In respect of tuberculosis, the most frequent clinical presentation is also pulmonary involvement. The most frequent extrapulmonary form is lymph node tuberculosis, which is responsible for 43% of peripheral lymphadenopathies in the developed world [6]; CNS involvement is rarer (5.5%); due to this, it requires haematogenous dissemination either from a distal focus or during disseminated TB [7].

Correct diagnosis is vital because of the different treatments for the pathologies. Necrotizing sarcoidosis has a good response to corticoids, becoming benign [2, 5], and exceptionally severe neural involvement leading to death has been reported [3]. In contrast, tuberculosis disease requires TB treatment over a period of time that depends on the area affected [7].
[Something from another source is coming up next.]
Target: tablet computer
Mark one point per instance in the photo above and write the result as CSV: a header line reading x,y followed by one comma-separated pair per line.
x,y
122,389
Given the low effectiveness of cultures from most extrapulmonary locations for studying extrapulmonary tuberculosis, biopsy may be required for diagnosis. Visualising granulomas with caseification necrosis in biopsy samples, together with a compatible medical history, is practically diagnostic. Even so, samples should always be processed for microbiological study (staining, PCR, and culturing). A lack of microbiological isolation in the samples should therefore lead us to suspect a different granulomatous disease, such as necrotizing sarcoid granulomatosis [8].

Similarly, in patients suspected of having an active tuberculosis infection (based on clinical radiological findings), it is recommended to initiate the antituberculous regimen prior to microbiological isolation and evaluate the response after 2-3 weeks, while the microbiological results are being prepared. If there are no clinical or radiological changes and the microbiological study is negative, steroid therapy can be started [8].

In the two cases presented here, TB treatment was initiated. Given the absence of a favourable response, it was performed a biopsy that led to the diagnosis, allowing corticoid treatment to be initiated. In both patients, good disease control was achieved with low doses of corticoids, combined with methotrexate in case 2, permitting rapid reduction in prednisone doses.

3. Conclusion

Necrotizing sarcoid granulomatosis should be considered within the differential diagnosis of granulomatous diseases (Table 3), and knowledge of this variant is essential in order not to rule out sarcoidosis due to the presence of necrosis. The extended duration of the disease, its glucocorticoid response, negative cultures, and lack of response to TB treatment make it less likely for the aetiology to be infectious [8].

Conflicts of Interest

The authors declare that there are no conflicts of interest regarding the publication of this paper.